Despite having sailed through the core components of this year’s Talk Like A Pirate Day R post a few months ago, time has been an enemy of late so this will be a short post that others can build off of, especially since there’s lots more knife work ground to cover from the data.
DMC-WhAt?
Since this is TLAPD, I’ll pilfer some of the explanation from GitHub itself:
The Digital Millennium Copyright Act (DMCA) <start_of_current_pilfer>“provides a safe harbor for service providers that host user-generated content. Since even a single claim of copyright infringement can carry statutory damages of up to $150,000, the possibility of being held liable for user-generated content could be very harmful for service providers. With potential damages multiplied across millions of users, cloud-computing and user-generated content sites like YouTube, Facebook, or GitHub probably never would have existed without the DMCA (or at least not without passing some of that cost downstream to their users).”
“The DMCA addresses this issue by creating a copyright liability safe harbor for internet service providers hosting allegedly infringing user-generated content. Essentially, so long as a service provider follows the DMCA’s notice-and-takedown rules, it won’t be liable for copyright infringement based on user-generated content. Because of this, it is important for GitHub to maintain its DMCA safe-harbor status.”</end_of_current_pilfer>
(I’ll save you from a long fact- and opinion-based diatribe on the DMCA, but suffice it to say it’s done far more harm than good IMO. Also, hopefully the “piracy” connection makes sense, now :-)
If your initial reaction was “What does the DMCA have to do with GitHub?” it likely (quickly) turned to “Oh…GitHub is really just a version-controlled file sharing service…”. As such it has to have a robust takedown policy and process.
I don’t know if Microsoft is going to keep the practice of being open about DMCA requests now that they own GitHub nor do I know if they’ll use the same process on themselves (since, as we’ll see, they have issued DMCA requests to GitHub in the past). For now, we’ll assume they will, thus making the code from this post usable in the future to check on the status of DMCA requests over a longer period of time. But first we need the data.

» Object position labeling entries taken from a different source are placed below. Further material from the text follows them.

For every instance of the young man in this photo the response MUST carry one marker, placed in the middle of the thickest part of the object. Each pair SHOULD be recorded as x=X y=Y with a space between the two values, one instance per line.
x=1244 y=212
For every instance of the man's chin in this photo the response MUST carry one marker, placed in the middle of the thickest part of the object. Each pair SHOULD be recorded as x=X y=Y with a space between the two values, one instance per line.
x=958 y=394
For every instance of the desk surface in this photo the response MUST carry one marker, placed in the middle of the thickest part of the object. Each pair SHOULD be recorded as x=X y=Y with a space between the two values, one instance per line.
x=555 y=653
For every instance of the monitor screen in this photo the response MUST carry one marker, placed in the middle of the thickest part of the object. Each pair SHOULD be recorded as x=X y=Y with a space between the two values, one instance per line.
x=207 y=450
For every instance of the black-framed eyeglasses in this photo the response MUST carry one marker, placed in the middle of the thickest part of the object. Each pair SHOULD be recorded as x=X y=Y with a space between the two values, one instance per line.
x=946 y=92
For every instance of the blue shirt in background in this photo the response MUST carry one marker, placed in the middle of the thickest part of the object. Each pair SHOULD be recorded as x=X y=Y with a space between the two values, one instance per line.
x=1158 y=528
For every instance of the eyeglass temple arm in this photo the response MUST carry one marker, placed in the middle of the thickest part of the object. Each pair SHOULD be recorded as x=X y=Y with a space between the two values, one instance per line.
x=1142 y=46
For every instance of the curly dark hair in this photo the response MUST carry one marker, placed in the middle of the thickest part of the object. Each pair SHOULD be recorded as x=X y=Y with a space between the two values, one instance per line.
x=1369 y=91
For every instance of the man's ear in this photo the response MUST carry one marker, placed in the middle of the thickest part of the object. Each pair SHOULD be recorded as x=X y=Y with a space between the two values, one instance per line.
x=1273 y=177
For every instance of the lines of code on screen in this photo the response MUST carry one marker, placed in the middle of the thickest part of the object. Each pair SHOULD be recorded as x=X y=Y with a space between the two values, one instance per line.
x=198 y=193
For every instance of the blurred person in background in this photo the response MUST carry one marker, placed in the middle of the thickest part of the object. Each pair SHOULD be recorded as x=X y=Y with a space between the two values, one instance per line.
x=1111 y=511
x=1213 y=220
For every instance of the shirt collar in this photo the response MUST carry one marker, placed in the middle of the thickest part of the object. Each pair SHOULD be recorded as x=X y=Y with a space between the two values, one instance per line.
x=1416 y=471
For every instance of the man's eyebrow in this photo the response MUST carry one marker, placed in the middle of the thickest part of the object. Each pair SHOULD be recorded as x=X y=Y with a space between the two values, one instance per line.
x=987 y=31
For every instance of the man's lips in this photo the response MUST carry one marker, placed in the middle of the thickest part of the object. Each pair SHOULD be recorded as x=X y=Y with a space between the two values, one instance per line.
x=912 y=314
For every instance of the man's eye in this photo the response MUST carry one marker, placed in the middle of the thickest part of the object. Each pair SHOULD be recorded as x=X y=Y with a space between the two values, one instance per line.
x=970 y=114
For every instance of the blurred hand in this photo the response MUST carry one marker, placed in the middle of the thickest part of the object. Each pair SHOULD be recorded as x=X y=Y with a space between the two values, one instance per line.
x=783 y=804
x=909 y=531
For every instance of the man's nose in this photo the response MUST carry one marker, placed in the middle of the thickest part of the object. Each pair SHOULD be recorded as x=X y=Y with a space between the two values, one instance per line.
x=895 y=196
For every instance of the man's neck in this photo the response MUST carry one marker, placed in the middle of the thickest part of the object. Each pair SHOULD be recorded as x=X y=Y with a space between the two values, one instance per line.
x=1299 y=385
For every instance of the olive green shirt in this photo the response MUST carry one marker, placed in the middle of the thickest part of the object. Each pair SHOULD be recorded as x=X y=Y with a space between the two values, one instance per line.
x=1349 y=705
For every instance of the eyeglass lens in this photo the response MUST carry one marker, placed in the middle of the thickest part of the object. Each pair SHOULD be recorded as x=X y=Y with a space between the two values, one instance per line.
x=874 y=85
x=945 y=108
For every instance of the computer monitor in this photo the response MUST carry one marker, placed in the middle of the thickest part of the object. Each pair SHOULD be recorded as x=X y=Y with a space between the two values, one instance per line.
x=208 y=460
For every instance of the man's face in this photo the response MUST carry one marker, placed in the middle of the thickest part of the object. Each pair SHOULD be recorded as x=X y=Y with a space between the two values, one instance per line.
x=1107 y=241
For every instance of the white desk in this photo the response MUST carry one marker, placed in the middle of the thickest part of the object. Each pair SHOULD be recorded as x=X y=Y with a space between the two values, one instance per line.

Hunting for treasure in the data hoard
Unsurprisingly, GitHub stores DMCA data on GitHub. Ironically, they store it openly — in-part — to shine a light on what giant, global megacorps like Microsoft are doing. Feel free to use one of the many R packages to clone the repo, but a simple command-line git clone git@github.com:github/dmca.git
is quick and efficient (not everything needs to be done from R).
The directory structure looks like this:
├── 2011
├── 2012
├── 2013
├── 2014
├── 2015
├── 2016
├── 2017
├── 2017-02-01-RBoyApps-2.md
├── 2017-02-15-DeutscheBank.md
├── 2017-03-13-Jetbrains.md
├── 2017-06-26-Wipro-Counternotice.md
├── 2017-06-30-AdflyLink.md
├── 2017-07-28-Toontown-2.md
├── 2017-08-31-Tourzan.md
├── 2017-09-04-Random-House.md
├── 2017-09-05-RandomHouse-2.md
├── 2017-09-18-RandomHouse.md
├── 2017-09-19-Ragnarok.md
├── 2017-10-10-Broadcom.md
├── 2018
├── 2018-02-01-NihonAdSystems.md
├── 2018-03-03-TuneIn.md
├── 2018-03-16-Wabg.md
├── 2018-05-17-Packt.md
├── 2018-06-12-Suning.md
├── 2018-07-31-Pearson.md
├── CONTRIBUTING.md
├── data
└── README.md
Unfortunately, the data
directory contains fools’ gold (it’s just high-level summary data).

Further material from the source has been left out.